A predictive modeling machine learning project can be broken down into 6 top-level tasks: 1. Define Problem: Investigate and characterize the problem in order to better understand the goals of the project. 2. Analyze Data: Use descriptive statistics and visualization to better understand the data you have available. 3. Prepare Data: Use data transforms in order to better expose the structure of the prediction problem to modeling algorithms. 4. Evaluate Algorithms: Design a test harness to evaluate a number of standard algorithms on the data and select the top few to investigate further. 5. Improve Results: Use algorithm tuning and ensemble methods to get the most out of well-performing algorithms on your data. 6. Present Results: Finalize the model, make predictions and present results.

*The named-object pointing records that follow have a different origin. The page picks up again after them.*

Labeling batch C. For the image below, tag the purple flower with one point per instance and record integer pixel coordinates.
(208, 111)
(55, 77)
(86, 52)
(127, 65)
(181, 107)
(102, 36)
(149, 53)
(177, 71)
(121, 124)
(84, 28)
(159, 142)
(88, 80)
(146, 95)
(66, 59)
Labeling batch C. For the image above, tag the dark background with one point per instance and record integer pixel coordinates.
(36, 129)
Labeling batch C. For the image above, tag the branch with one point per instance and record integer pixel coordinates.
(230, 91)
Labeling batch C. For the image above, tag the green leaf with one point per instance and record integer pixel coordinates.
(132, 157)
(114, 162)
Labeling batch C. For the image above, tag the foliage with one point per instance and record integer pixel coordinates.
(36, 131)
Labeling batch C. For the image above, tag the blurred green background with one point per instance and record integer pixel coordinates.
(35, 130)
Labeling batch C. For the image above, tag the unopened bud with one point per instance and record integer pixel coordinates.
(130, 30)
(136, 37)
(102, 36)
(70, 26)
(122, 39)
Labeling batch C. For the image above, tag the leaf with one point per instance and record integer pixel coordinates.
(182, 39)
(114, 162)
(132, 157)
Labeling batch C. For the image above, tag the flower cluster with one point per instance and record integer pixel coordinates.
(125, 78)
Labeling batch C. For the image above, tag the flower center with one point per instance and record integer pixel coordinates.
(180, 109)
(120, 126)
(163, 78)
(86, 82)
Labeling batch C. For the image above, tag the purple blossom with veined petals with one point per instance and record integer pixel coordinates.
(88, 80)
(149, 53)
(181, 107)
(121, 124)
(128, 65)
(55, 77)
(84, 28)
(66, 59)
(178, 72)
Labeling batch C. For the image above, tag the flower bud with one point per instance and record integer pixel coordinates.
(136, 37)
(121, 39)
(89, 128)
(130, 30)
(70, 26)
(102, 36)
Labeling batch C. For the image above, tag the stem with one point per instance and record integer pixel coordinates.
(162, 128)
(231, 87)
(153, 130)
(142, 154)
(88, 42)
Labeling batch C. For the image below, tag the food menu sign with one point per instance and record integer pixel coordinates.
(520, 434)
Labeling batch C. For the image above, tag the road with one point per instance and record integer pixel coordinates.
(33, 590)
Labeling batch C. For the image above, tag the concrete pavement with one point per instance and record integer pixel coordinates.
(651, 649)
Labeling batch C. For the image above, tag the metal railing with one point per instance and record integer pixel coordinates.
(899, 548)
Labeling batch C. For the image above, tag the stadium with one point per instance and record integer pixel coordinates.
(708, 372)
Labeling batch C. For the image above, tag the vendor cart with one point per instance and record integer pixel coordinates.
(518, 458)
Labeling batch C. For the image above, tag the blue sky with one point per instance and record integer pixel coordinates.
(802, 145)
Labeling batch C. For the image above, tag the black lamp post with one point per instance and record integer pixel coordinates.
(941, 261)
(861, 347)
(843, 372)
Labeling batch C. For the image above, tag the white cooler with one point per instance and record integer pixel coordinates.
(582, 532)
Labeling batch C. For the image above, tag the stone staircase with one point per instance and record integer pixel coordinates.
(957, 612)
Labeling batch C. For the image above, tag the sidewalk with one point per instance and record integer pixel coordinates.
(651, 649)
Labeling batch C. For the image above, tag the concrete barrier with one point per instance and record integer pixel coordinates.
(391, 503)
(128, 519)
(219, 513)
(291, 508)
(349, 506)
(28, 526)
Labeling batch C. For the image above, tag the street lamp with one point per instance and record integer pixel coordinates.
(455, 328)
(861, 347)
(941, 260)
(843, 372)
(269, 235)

You need to piece the recipes together into end-to-end projects. This will show you how to actually deliver a model or make predictions on new data using Python. This book uses small well-understood machine learning datasets from the UCI Machine learning repository 1 in both the lessons and in the example projects. These datasets are available for free as CSV downloads. These datasets are excellent for practicing applied machine learning because: * They are small, meaning they fit into memory and algorithms can model them in reasonable time. * They are well behaved, meaning you often don’t need to do a lot of feature engineering to get a good result. * They are benchmarks, meaning that many people have used them before and you can get ideas of good algorithms to try and accuracy levels you should expect.
In Part III you will work through three projects:
Hello World Project (Iris flowers dataset) : This is a quick pass through the project steps without much tuning or optimizing on a dataset that is widely used as the hello world of machine learning.
Regression (Boston House Price dataset) : Work through each step of the project process with a regression problem.
Binary Classification (Sonar dataset) : Work through each step of the project process using all of the methods on a binary classification problem.